Fonte: la stampa.it
(…) un’indagine condotta da Assobiomedica, l’associazione delle imprese che producono apparecchiature elettromedicali, rivela che quasi il 40% delle Tac hanno più di dieci anni, quando non dovrebbero superare i 7 anni di vita. Sono ancora a 16 strati, ossia riescono a leggere molto meno in profondità nel nostro corpo, visto che quelle più moderne di strati arrivano a visionarne 200 (…)
Meraviglia della stampa: riuscire ad affiancare verità e menzogna. Oppure, in modo ancora più raffinato, verità e imprecisione: le Tac a sedici strati leggerebbero meno in profondità nel corpo umano di quelle a duecento (se esistessero, Tac con quella cifra tonda). Mi chiedo in cosa sbaglio, ogni volta che sottopongo un paziente a una Tac con la vecchia 16 strati in forza al mio reparto: una macchina talmente anacronistica che ancora la preferiamo a quella nuova, che di strati ne vanta quattro volte tanto ma ha il grosso vantaggio di essere costata come un sacchetto di noccioline (si fa per dire, eh). Santo cielo, sicuramente mi sarà sfuggito qualcosa: magari qualcosa nascosto in profondità, là dove solo le grandi aquile con oltre duecento strati possono volare.

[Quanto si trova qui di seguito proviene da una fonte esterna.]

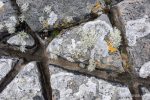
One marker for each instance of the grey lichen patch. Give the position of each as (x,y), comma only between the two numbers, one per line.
(87,42)
(145,70)
(136,29)
(25,86)
(22,39)
(5,66)
(79,87)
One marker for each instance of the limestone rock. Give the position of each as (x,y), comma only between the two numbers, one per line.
(88,43)
(8,16)
(133,17)
(6,65)
(145,70)
(79,87)
(49,14)
(21,39)
(146,93)
(25,86)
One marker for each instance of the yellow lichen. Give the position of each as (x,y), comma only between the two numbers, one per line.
(111,49)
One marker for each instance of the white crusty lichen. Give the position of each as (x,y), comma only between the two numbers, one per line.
(145,70)
(25,7)
(21,18)
(115,37)
(47,9)
(10,24)
(136,29)
(52,18)
(1,4)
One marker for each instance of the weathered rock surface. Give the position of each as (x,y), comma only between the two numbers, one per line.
(8,16)
(6,65)
(21,40)
(25,86)
(90,43)
(70,86)
(133,17)
(146,93)
(49,14)
(145,70)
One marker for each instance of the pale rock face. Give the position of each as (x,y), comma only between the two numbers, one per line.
(79,87)
(137,29)
(145,70)
(5,66)
(8,16)
(133,17)
(25,86)
(57,13)
(86,43)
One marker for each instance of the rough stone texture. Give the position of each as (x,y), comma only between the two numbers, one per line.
(25,86)
(8,16)
(134,18)
(49,14)
(70,86)
(6,65)
(87,43)
(145,70)
(20,40)
(146,93)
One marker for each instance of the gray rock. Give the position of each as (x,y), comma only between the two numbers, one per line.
(89,43)
(49,14)
(145,70)
(79,87)
(21,40)
(134,18)
(6,65)
(8,16)
(146,94)
(25,86)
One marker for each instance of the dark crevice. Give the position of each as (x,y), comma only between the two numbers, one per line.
(11,75)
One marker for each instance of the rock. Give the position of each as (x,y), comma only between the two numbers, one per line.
(21,39)
(49,14)
(25,86)
(6,64)
(89,43)
(146,93)
(78,87)
(133,17)
(8,16)
(145,70)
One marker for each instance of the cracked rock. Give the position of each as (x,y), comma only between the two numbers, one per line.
(49,14)
(88,43)
(79,87)
(8,16)
(21,40)
(6,64)
(25,86)
(133,17)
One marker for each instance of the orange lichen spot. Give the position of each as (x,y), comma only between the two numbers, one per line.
(97,7)
(111,48)
(45,24)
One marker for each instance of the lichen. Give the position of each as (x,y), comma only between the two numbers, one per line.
(25,7)
(136,29)
(52,18)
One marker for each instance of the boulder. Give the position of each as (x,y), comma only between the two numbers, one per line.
(50,14)
(133,18)
(75,86)
(95,43)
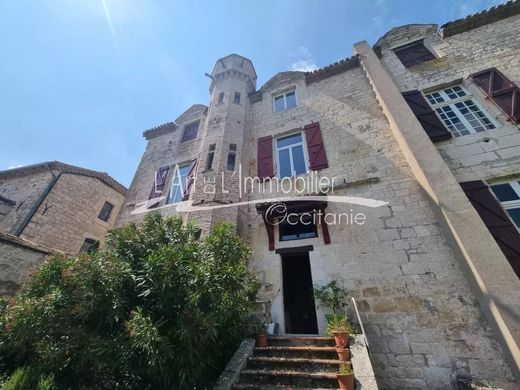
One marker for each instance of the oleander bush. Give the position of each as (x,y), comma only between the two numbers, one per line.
(157,308)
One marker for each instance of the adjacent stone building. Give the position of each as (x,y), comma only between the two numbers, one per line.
(427,121)
(52,207)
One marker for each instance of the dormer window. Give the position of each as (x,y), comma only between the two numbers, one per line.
(285,101)
(413,53)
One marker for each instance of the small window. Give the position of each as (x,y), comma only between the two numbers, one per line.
(459,111)
(105,212)
(190,131)
(211,155)
(298,227)
(290,156)
(89,245)
(232,155)
(508,194)
(179,181)
(285,101)
(413,54)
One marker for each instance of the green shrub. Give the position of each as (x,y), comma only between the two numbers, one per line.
(156,308)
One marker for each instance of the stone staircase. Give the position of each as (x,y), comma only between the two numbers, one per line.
(291,363)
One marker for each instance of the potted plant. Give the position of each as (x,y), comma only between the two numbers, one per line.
(345,377)
(343,353)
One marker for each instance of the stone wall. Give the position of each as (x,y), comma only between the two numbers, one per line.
(161,151)
(69,213)
(18,258)
(423,322)
(24,190)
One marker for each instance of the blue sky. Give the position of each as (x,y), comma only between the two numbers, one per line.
(82,79)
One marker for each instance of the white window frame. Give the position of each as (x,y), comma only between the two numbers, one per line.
(509,204)
(284,94)
(180,184)
(303,144)
(451,103)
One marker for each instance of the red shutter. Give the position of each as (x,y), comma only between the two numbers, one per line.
(265,157)
(426,116)
(502,91)
(158,184)
(496,220)
(189,180)
(315,147)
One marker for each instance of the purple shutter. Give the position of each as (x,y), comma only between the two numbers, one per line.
(189,179)
(426,116)
(158,184)
(315,147)
(265,157)
(502,91)
(496,220)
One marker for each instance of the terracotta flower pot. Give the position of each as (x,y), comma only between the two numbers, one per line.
(261,340)
(341,338)
(346,381)
(343,353)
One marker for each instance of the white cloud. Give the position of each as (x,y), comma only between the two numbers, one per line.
(306,61)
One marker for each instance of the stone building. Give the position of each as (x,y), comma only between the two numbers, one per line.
(52,207)
(427,120)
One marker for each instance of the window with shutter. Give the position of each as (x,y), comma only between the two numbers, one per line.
(495,218)
(426,116)
(190,179)
(265,157)
(413,53)
(459,111)
(159,181)
(500,90)
(315,147)
(290,156)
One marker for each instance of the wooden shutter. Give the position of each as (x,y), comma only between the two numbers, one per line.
(189,179)
(315,147)
(426,116)
(158,185)
(496,220)
(265,157)
(502,91)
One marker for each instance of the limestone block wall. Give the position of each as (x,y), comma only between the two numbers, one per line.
(487,155)
(18,258)
(423,322)
(69,213)
(24,190)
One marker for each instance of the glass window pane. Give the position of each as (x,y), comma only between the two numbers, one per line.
(279,104)
(290,140)
(515,216)
(504,192)
(290,99)
(299,160)
(285,163)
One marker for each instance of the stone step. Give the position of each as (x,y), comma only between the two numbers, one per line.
(307,352)
(314,341)
(272,378)
(245,386)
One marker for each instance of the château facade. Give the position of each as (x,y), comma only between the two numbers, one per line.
(426,120)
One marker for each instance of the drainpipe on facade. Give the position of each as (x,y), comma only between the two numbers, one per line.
(17,231)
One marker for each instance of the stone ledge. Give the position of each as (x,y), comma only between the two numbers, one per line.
(231,373)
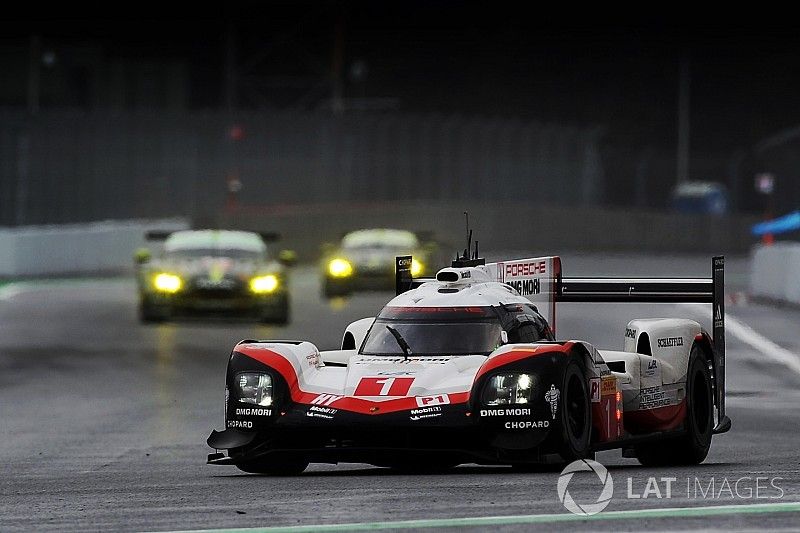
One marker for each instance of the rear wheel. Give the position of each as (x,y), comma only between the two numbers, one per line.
(576,420)
(691,448)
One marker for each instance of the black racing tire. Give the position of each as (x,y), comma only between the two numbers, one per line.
(283,466)
(576,413)
(692,447)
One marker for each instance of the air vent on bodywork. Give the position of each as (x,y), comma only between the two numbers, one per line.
(448,276)
(616,366)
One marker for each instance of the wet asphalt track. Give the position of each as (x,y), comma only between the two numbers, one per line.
(103,422)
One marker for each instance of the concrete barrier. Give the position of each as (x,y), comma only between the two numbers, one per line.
(76,249)
(775,272)
(505,226)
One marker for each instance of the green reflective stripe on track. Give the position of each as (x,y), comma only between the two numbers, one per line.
(482,521)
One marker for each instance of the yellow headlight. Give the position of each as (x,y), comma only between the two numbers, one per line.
(340,268)
(416,268)
(264,284)
(167,282)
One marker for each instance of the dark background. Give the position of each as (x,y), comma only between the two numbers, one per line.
(617,71)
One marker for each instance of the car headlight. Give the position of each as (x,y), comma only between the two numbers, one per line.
(264,284)
(255,388)
(511,388)
(340,268)
(416,268)
(169,283)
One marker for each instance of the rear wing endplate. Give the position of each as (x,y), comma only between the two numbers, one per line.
(678,290)
(541,281)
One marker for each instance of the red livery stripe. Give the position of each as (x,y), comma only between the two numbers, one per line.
(357,405)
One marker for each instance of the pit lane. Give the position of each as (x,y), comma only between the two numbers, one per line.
(103,421)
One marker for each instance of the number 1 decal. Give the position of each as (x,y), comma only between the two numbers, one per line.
(383,386)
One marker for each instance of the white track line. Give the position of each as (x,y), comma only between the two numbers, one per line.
(757,341)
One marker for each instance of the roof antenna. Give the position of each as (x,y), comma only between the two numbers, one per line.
(465,260)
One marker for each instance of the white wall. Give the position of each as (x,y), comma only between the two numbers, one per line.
(93,248)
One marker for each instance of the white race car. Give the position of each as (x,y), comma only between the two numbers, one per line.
(467,368)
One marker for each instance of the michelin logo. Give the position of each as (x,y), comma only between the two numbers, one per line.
(669,342)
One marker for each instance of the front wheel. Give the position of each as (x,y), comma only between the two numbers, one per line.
(691,448)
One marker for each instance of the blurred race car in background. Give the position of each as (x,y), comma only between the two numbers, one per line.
(700,197)
(213,271)
(364,259)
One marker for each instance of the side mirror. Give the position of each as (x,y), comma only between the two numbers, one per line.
(287,257)
(142,256)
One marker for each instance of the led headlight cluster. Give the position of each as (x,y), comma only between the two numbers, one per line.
(169,283)
(264,284)
(340,268)
(416,268)
(510,388)
(254,388)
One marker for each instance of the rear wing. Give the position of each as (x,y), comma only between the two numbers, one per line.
(541,281)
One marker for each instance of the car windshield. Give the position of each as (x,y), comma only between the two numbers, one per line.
(438,337)
(232,253)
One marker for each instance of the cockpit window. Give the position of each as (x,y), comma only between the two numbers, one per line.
(434,338)
(435,331)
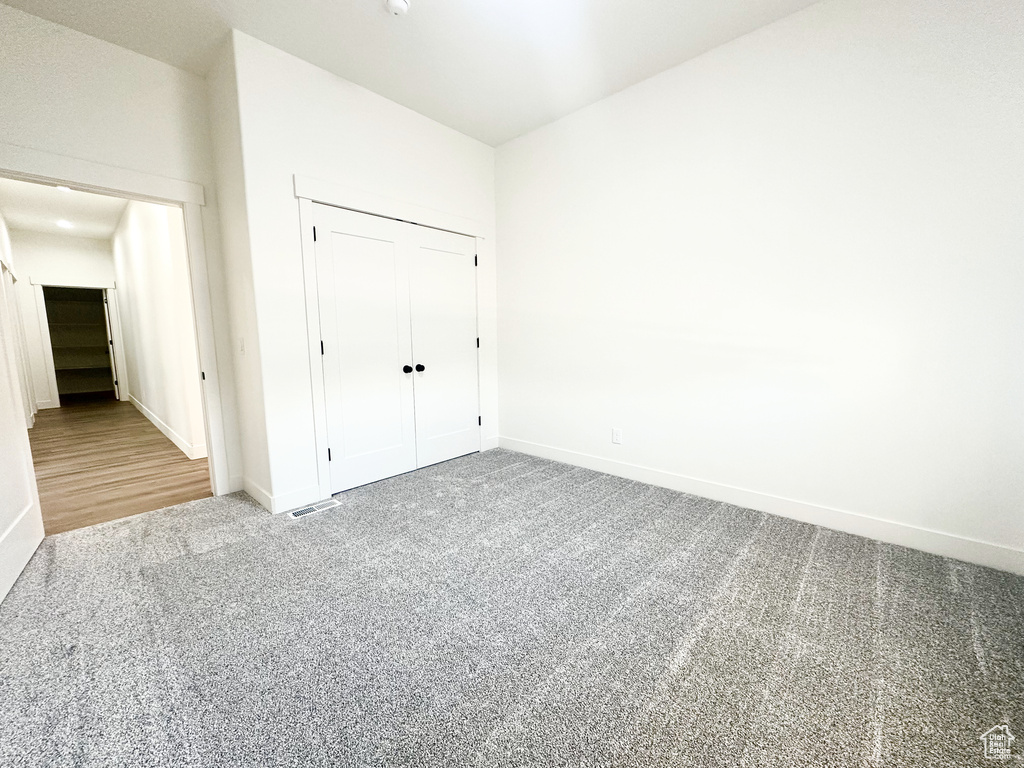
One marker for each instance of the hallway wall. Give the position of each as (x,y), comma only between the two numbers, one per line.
(158,326)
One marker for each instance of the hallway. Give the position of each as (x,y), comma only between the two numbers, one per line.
(103,461)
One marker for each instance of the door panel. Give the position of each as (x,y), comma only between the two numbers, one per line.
(442,288)
(364,305)
(20,517)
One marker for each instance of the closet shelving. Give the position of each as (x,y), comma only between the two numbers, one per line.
(77,321)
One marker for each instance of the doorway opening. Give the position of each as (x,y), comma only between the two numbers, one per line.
(108,353)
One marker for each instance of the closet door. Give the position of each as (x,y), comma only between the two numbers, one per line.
(363,287)
(442,287)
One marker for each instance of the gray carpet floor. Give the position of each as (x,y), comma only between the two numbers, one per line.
(502,610)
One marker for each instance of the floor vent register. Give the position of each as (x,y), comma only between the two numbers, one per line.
(318,507)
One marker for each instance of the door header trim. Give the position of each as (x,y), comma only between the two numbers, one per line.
(353,199)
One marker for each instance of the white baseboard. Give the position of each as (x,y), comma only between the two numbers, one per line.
(17,544)
(262,498)
(283,502)
(935,542)
(189,450)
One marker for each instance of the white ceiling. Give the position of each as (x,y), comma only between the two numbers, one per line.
(38,208)
(491,69)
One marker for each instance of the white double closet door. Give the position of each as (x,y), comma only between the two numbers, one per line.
(397,308)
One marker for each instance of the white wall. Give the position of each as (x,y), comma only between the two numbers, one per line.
(73,95)
(791,271)
(157,323)
(296,119)
(20,518)
(17,326)
(50,259)
(47,259)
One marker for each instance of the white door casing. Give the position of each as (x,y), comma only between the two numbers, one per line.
(392,298)
(20,515)
(442,285)
(363,291)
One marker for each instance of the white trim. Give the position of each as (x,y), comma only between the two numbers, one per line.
(206,347)
(96,286)
(262,498)
(936,542)
(189,450)
(342,196)
(290,501)
(48,168)
(313,334)
(33,165)
(18,543)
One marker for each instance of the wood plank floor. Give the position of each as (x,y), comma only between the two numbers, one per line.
(102,461)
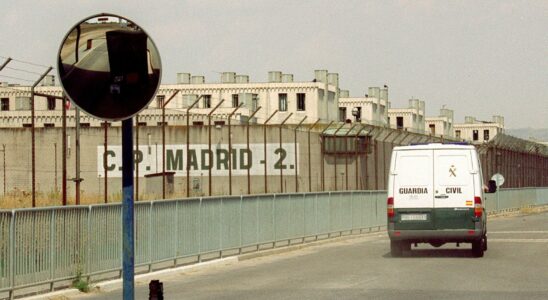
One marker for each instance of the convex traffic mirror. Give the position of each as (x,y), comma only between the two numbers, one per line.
(109,67)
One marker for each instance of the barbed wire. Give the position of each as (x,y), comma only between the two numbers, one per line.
(17,78)
(24,71)
(24,61)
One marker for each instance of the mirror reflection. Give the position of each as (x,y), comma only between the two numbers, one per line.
(109,67)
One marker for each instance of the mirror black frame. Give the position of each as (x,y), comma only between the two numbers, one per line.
(115,73)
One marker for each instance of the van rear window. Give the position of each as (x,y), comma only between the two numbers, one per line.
(414,170)
(453,170)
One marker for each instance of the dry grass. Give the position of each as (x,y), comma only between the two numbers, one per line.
(22,199)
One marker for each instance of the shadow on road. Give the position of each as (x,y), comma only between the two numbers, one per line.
(438,253)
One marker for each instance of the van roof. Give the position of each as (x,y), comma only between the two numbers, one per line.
(434,146)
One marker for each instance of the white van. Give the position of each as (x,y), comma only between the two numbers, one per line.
(435,195)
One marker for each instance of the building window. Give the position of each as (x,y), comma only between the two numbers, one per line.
(160,101)
(432,129)
(206,101)
(254,102)
(301,101)
(357,113)
(51,103)
(22,103)
(399,122)
(342,114)
(5,103)
(235,100)
(282,102)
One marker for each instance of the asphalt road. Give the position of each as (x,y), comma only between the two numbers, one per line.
(514,267)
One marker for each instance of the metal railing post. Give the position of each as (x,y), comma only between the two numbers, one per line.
(335,156)
(346,153)
(265,158)
(164,142)
(310,158)
(322,146)
(188,145)
(210,155)
(12,255)
(297,156)
(282,167)
(230,148)
(33,132)
(248,151)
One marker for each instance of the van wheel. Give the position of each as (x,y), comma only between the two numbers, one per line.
(478,247)
(396,248)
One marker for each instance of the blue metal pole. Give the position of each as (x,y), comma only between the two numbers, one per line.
(128,259)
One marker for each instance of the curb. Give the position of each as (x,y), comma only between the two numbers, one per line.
(306,244)
(116,284)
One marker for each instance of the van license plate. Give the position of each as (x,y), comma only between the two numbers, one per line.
(413,217)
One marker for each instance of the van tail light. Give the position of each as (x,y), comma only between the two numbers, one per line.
(478,207)
(390,207)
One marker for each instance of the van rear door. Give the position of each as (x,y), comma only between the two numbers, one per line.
(412,189)
(453,189)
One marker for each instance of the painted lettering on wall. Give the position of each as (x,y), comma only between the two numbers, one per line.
(413,191)
(199,159)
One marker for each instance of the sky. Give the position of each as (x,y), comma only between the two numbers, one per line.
(479,58)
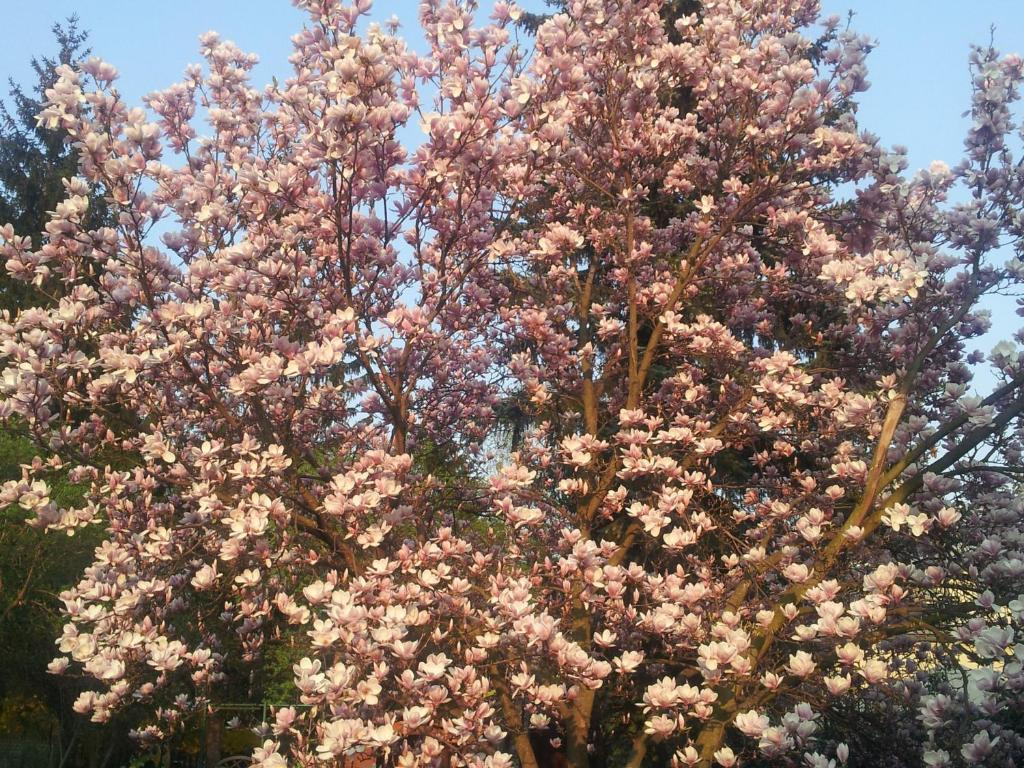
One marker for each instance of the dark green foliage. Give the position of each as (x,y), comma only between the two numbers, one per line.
(34,161)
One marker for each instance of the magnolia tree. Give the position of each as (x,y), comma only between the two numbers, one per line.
(751,477)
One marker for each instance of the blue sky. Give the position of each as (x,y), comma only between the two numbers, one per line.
(919,74)
(919,71)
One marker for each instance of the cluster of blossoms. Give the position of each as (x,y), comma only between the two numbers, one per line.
(748,479)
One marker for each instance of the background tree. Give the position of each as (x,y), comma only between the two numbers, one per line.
(749,466)
(35,566)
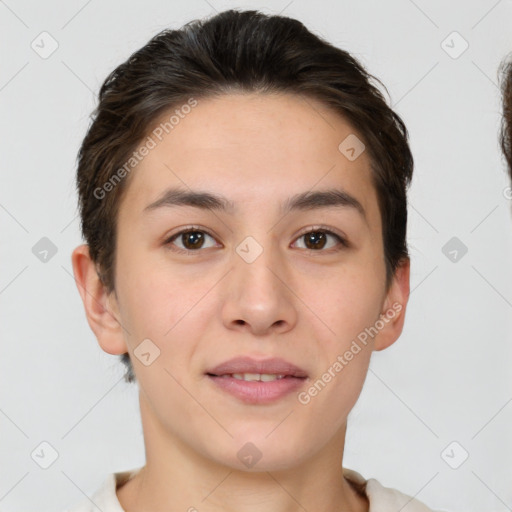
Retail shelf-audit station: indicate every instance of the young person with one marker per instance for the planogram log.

Lo dico spesso: sarebbe ora che i politici che si occupano di medicina avessero qualche competenza in proposito, ma non mi dispiacerebbe se anche i giornalisti che ne parlano ce l’avessero. Così, giusto per risparmiare a me il fastidio di spiegare ai pazienti perché li tratto così male, e a loro l’ennesima figura barbina.